IInuyasha74 :
I have been told by practically everyone on this forum every time I post a question about RAID, literally dozens of users, that RAID is no backup. From my personal experience using it with two different motherboards, it has to rebuild all the time, even the smallest shut down without it expecting it and you have to wait for it to rebuild which takes forever. In addition its so slow that videos literally can pause and need to buffer while they are played off of them because the RAID is so slow. Especially if its doing anything else at the same time.
Maybe all those people have told me wrong, which is literally dozens of members who I will ask to come have a look here to correct me if I am wrong, but my first hand experience with it has been terrible.

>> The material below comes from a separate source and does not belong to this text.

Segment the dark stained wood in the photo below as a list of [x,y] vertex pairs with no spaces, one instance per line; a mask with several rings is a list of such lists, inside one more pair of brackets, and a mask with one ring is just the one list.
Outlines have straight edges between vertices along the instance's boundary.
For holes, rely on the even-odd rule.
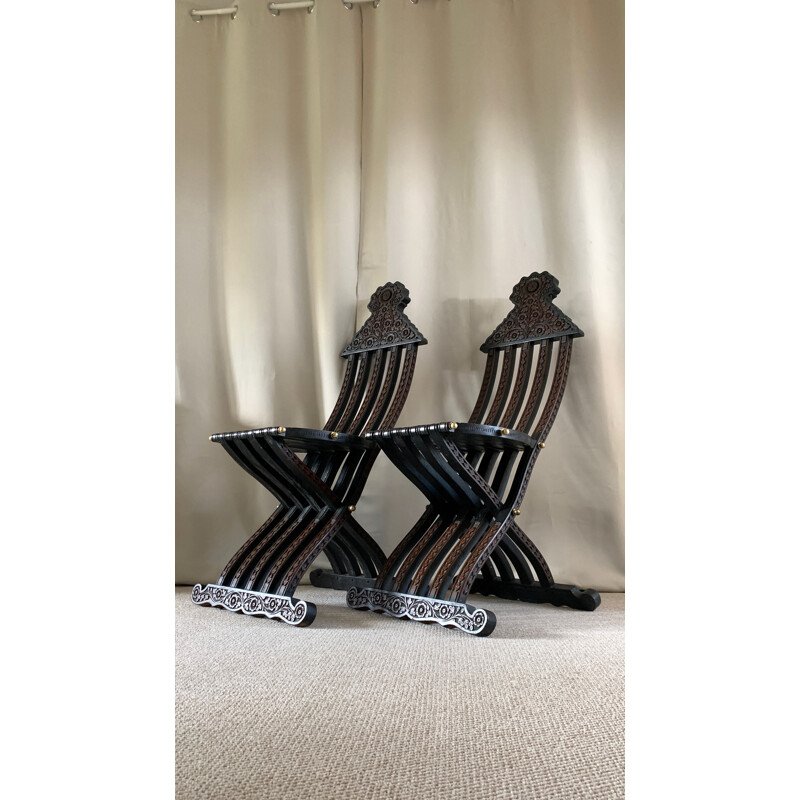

Agreed, RAID is not backup.
Motherboard RAID is highly unreliable, as any little bios hiccup can break the array. Using a good controller, like an Adaptec 6, 7, or 8 series, I haven't had to do a rebuild in a long time and only for disk failures. I use enterprise quality disks for anything other than simple home users though.
RAID 5 gives very good read performance, although write performance is not as good (but better than RAID 6). Of course it also depends on the controller, individual disk speed, and stripe size v. data type.
My current home media server runs 8 x 3TB in RAID 6 and saturates the gigabit Ethernet easily while doing other reads, like to copy files to an SSD attached to a SATA port using an IcyDock and the last I noticed the local SSD was writing over 200MB/s from the array while the Ethernet was over 110MB/s to a HTPC with an SSD. These are large sequential files though, which are easy for all the devices. The disks are consumer quality Hitachi 7K3000 and have been running for around 3.5 years without a failure or rebuild. They are due for replacement as soon as the price on helium 6TB comes down a little more.